The whole world mourned the passing of music legend Tina Turner last year, perhaps none more so than Australians, who have always had a special fondness for her. That’s not just because of her star turn as Aunty Entity in 1985’s Mad Max Beyond Thunderdome or her stint as the face of Australia’s rugby league.
Australians of all ages have also been performing a line dance called the “Nutbush” at weddings and social events to Turner’s hit single (with then-husband Ike Turner) “Nutbush City Limits.” Turner herself never performed the dance, but when she died, there was a flood of viral TikTok videos of people performing the Nutbush in her honor—including members of the US Embassy in Canberra, who had clearly just learned it for the occasion. Dancers at the 2023 Mundi Mundi Bash in a remote corner of New South Wales set a world record with 6,594 dancers performing the Nutbush at the same time.
The exact origin of the dance remains unknown, but researchers at the University of South Australia think they understand how the Nutbush became so ubiquitous in Australia, according to a paper published in the journal Continuum. “What we seem to know is that there was a committee in the New South Wales education department that devised the idea of the Nutbush,” co-author Jon Stratton told the Guardian. “Whether they devised the dance itself, we don’t really know. But what’s interesting is that nobody has come forward.”
“Nutbush City Limits” was released in 1973. However, the authors note that the song peaked at 87 on the Australian charts and didn’t appear at all throughout 1974—only to start charting again from March to May 1975 and again from June–October 1976, peaking at No. 14. (It charted once again last year when Turner died.) They suggest that “Nutbush City Limits” was a great “dance floor filler,” especially in the 1970s disco era, so people were purchasing the single over a longer period of time.
But another likely explanation was the spread and development of the dance now known as the Nutbush during this same time period, initially as an educational activity in Australian primary schools. An homage of sorts to Turner’s hometown (Nutbush, Tennessee), the song features a hard 4/4 stomp beat laid over a funk rhythm, making it ideal for a line dance. There are anecdotal reports of people doing the Nutbush to different tunes, like Starship’s “We Built This City” (1985), which also features a 4/4 beat.
Knee, knee, kick, kick
Dancing has been incorporated into education since the 1920s. “Line dances work very well in classrooms because the teacher can stand at the front and give instructions to the lines,” said Stratton. “The idea must have been to provide students with an enjoyable way of exercising and learning coordination. Whoever designed the Nutbush succeeded beyond any success they could have hoped for. What makes it special is that it’s moved out of schools to become the dance of choice at many Australian social events.”

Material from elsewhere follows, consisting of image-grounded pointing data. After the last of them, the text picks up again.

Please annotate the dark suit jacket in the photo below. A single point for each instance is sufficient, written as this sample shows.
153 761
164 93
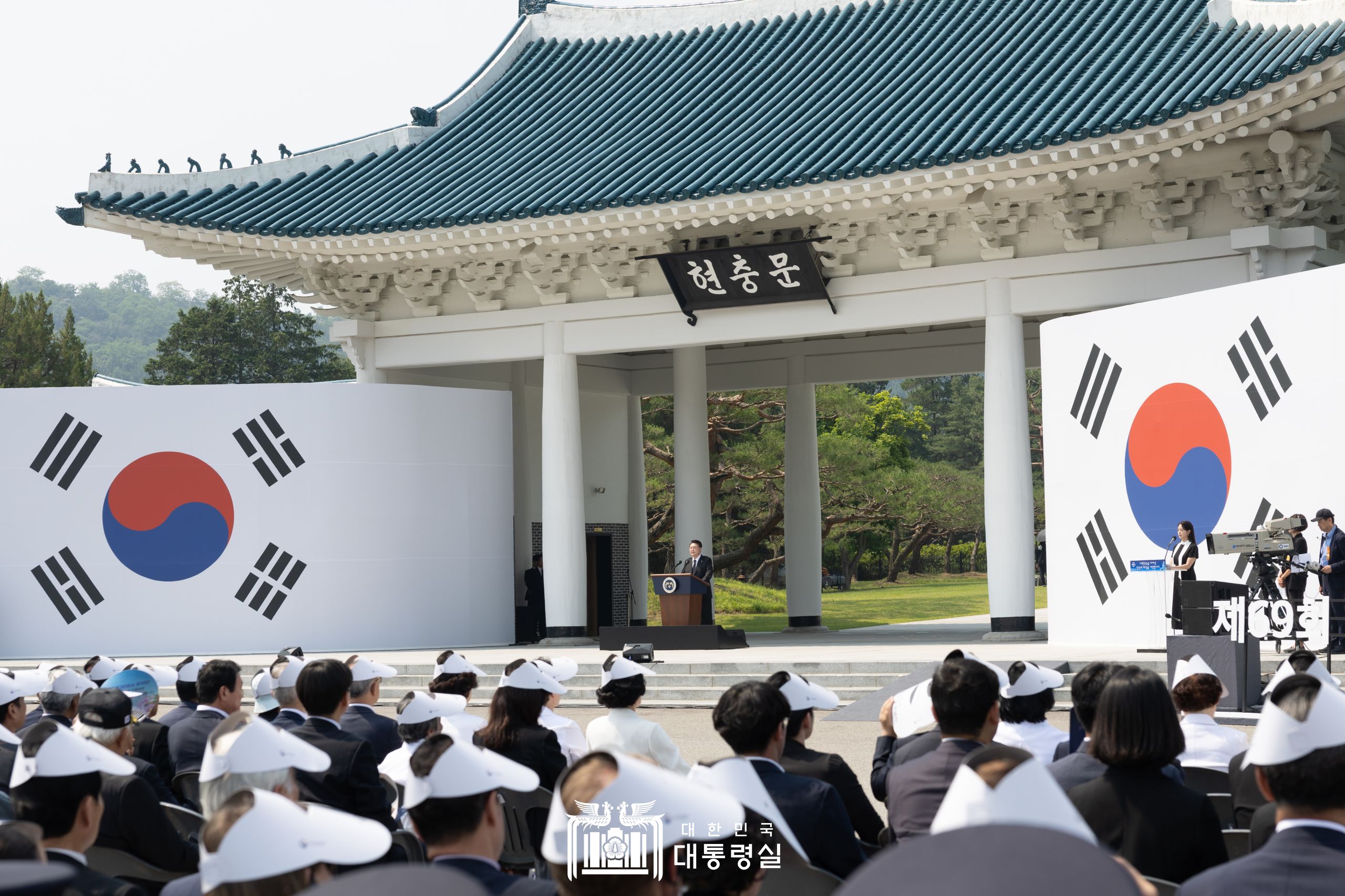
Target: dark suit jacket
7 754
177 715
801 760
891 753
536 747
90 883
1160 827
136 824
351 784
916 787
188 739
380 731
815 815
1295 863
287 720
495 882
1247 797
151 744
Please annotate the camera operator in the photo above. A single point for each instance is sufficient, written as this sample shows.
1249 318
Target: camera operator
1295 580
1332 576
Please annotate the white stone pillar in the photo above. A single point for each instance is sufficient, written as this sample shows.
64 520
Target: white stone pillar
802 502
1008 461
635 513
563 493
690 452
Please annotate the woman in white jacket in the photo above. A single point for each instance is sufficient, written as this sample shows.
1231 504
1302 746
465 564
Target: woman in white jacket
622 730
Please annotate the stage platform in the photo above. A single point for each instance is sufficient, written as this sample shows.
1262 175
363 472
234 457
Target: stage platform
861 665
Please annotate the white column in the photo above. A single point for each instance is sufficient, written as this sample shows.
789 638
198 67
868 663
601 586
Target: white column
690 451
635 512
802 502
1009 510
522 518
563 492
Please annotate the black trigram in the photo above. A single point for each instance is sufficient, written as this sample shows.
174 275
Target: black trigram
68 447
1243 568
277 466
270 575
1102 557
1257 356
70 578
1096 385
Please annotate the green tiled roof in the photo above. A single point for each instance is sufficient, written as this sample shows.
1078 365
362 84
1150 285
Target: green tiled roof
837 93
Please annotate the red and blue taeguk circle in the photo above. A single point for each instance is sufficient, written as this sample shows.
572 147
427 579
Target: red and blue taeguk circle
169 516
1178 465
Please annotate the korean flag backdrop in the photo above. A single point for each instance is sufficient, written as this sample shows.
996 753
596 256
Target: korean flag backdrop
217 520
1208 408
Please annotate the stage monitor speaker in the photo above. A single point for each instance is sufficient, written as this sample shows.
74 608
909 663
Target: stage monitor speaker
1238 665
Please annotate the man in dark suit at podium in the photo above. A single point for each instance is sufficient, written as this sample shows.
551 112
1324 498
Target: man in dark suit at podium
702 568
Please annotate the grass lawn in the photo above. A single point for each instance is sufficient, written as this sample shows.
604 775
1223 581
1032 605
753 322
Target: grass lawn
870 603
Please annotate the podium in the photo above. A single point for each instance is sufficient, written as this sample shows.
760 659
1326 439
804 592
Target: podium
680 605
680 598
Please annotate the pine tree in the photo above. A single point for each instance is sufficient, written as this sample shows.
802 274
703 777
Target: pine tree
248 334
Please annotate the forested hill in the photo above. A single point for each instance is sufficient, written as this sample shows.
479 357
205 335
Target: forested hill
123 322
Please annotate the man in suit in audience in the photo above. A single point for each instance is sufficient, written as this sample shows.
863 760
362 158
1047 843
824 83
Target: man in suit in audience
1070 770
284 672
1301 766
460 820
752 719
361 719
220 686
351 785
966 704
186 686
132 818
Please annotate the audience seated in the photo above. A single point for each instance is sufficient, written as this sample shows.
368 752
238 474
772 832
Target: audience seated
351 782
965 697
752 717
1196 692
57 785
1160 827
567 730
455 676
1080 767
805 697
245 754
284 676
1298 753
455 808
361 717
514 730
1022 711
260 844
132 818
622 730
186 686
15 688
220 688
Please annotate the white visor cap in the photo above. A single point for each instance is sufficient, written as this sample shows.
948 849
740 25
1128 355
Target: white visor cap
68 754
623 668
277 836
426 707
263 747
464 770
365 669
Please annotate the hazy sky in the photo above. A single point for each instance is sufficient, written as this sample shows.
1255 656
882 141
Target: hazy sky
151 80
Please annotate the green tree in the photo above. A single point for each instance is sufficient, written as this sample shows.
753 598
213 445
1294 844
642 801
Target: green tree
33 351
249 334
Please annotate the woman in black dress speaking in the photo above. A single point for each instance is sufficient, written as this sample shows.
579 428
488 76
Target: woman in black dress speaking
1184 563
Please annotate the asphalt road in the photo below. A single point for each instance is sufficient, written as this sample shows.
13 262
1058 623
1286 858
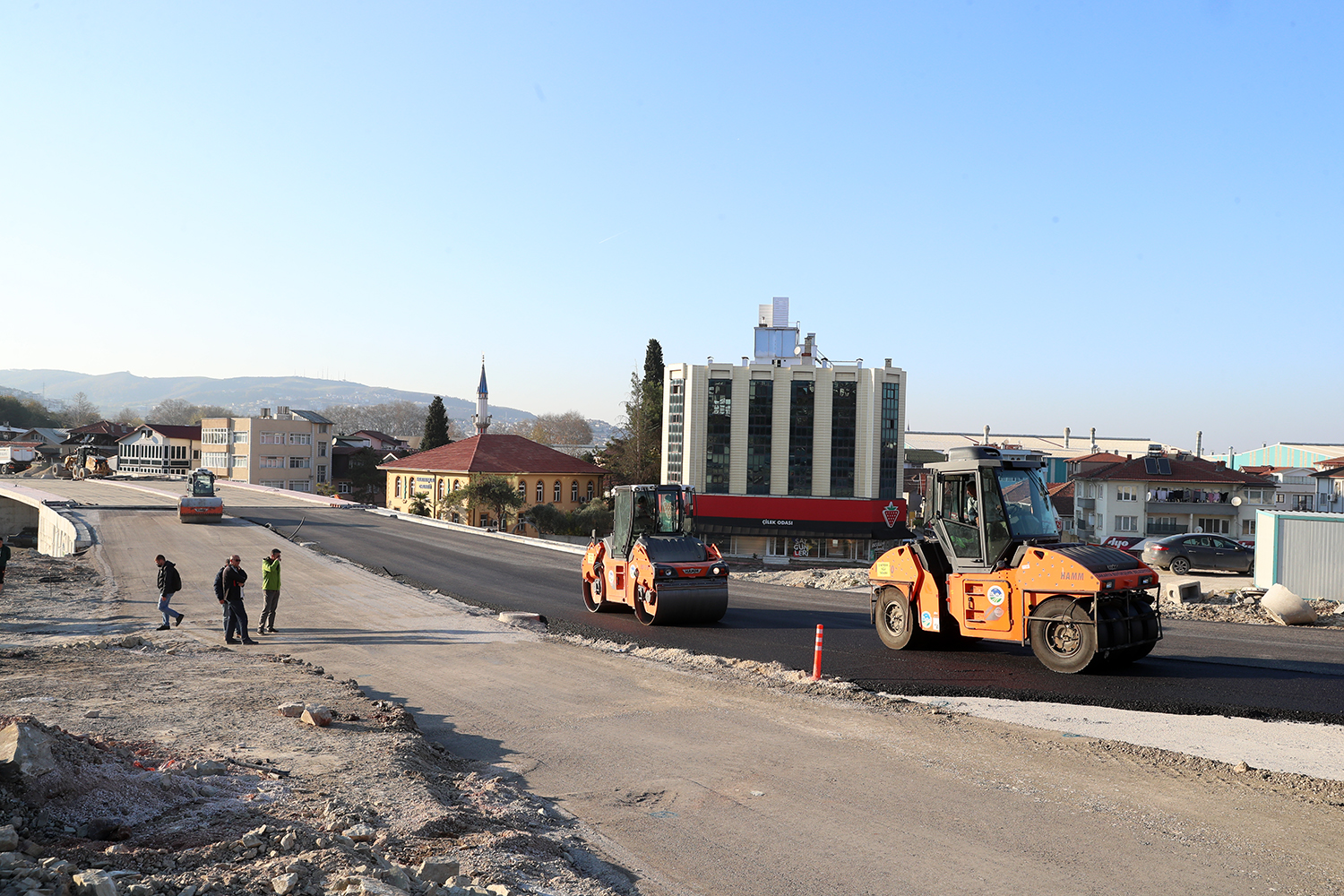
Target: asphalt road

It’s unique to Australia, but the Nutbush shares some similarities with the Madison—minus the calls—another popular line dance that emerged in the 1950s thanks to teen dance shows like American Bandstand and The Buddy Deane Show. (The latter inspired the 1988 John Waters film Hairspray.) In fact, in a 2016 Reddit thread, P.J. Fletcher suggested in 2016 that the Nutbush was actually a bastardized version of the Madison with misremembered steps and drew a faulty diagram of those steps. Fletcher traced its origin to 1978 when the New South Wales Department of Education launched primary school teacher retraining initiatives, initially for a Sydney school district and spreading to other regions from there.
Stratton and his co-author, Panizza Allmark, dismiss this theory. For one thing, they discovered that the Nutbush was already being taught at a technical school in Victoria in 1978, so the dance was already well-established by then, at least in Victoria. They suggest the dance originated in 1975 in New South Wales and spread from there. Also, the Madison is difficult to perform to 4/4 songs like “Nutbush City Limits” since it is based on a six-beat pattern. Thus, “One possibility is that somebody in the school system in Sydney developed the Nutbush because they found that school students had too much difficulty learning the Madison to make it either enjoyable or worthwhile,” the authors wrote.

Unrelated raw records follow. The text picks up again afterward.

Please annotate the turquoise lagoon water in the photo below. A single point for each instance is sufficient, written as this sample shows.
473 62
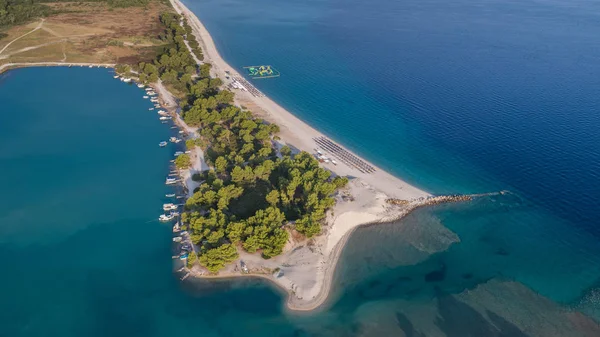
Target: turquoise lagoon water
468 96
455 96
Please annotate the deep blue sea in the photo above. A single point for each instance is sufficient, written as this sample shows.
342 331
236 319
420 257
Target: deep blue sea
462 96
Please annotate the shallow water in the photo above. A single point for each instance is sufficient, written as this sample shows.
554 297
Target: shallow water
463 105
464 96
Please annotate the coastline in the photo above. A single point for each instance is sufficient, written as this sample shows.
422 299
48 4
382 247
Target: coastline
310 264
9 66
306 268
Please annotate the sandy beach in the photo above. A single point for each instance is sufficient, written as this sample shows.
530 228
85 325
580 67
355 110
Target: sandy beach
307 267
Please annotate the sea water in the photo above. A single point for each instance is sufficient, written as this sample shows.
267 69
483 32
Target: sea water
466 96
456 97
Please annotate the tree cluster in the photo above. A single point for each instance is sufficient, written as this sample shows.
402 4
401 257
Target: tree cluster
251 193
13 12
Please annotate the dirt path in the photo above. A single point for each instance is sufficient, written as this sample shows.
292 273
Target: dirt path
6 66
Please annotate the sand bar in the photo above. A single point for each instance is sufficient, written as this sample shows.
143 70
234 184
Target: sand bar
306 268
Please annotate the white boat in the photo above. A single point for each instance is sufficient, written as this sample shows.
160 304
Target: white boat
169 207
166 217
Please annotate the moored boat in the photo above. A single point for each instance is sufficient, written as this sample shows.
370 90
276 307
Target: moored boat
169 207
166 217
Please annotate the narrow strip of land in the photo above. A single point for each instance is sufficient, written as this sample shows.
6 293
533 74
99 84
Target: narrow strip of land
7 66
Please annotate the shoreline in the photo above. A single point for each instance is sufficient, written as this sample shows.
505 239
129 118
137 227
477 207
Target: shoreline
310 264
10 66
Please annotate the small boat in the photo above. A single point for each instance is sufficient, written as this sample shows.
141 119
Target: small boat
166 217
169 207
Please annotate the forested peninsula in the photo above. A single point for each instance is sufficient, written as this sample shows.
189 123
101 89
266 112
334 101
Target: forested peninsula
254 193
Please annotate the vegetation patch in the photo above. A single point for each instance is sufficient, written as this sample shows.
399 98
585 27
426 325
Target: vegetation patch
251 195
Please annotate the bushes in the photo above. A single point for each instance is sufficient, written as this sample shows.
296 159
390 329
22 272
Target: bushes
183 161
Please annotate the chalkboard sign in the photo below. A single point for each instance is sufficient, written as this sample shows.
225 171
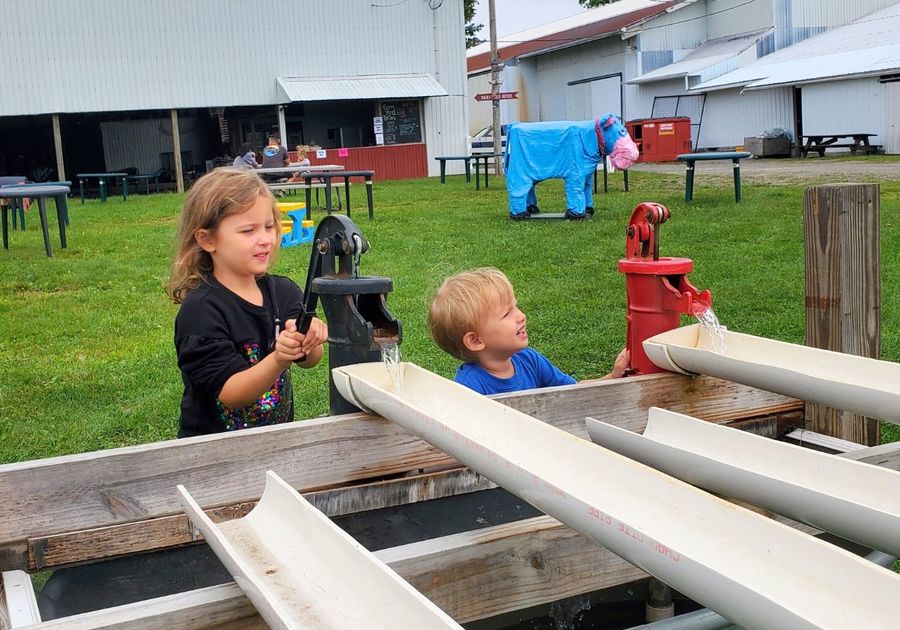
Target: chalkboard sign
401 122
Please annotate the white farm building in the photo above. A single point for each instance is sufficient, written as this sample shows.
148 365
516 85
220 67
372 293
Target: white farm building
737 68
99 85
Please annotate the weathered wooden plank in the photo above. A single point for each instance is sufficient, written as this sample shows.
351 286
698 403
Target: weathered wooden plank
843 289
168 531
477 574
18 604
104 488
469 575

“Unlike formal dancing where you needed a partner, the Nutbush didn’t involve holding hands or touching anyone of the opposite sex,” said Allmark, who danced the Nutbush herself as a primary school student in Perth in the early 1980s. “In primary school, when learning folk dancing, there was great awkwardness in having to dance with a partner of the opposite sex but with the Nutbush, you didn’t need ‘to take a partner by the hand.’ You could enjoy the dance moves and be part of a communal experience without all the sweaty handholding.”
Regardless of how the fad took hold, hearing the song’s opening bars and the lines “A church house, gin house” will likely keep bringing Aussies enthusiastically to the dance floor for years to come.
Continuum, 2024. DOI: 10.1080/10304312.2024.2331796 (About DOIs).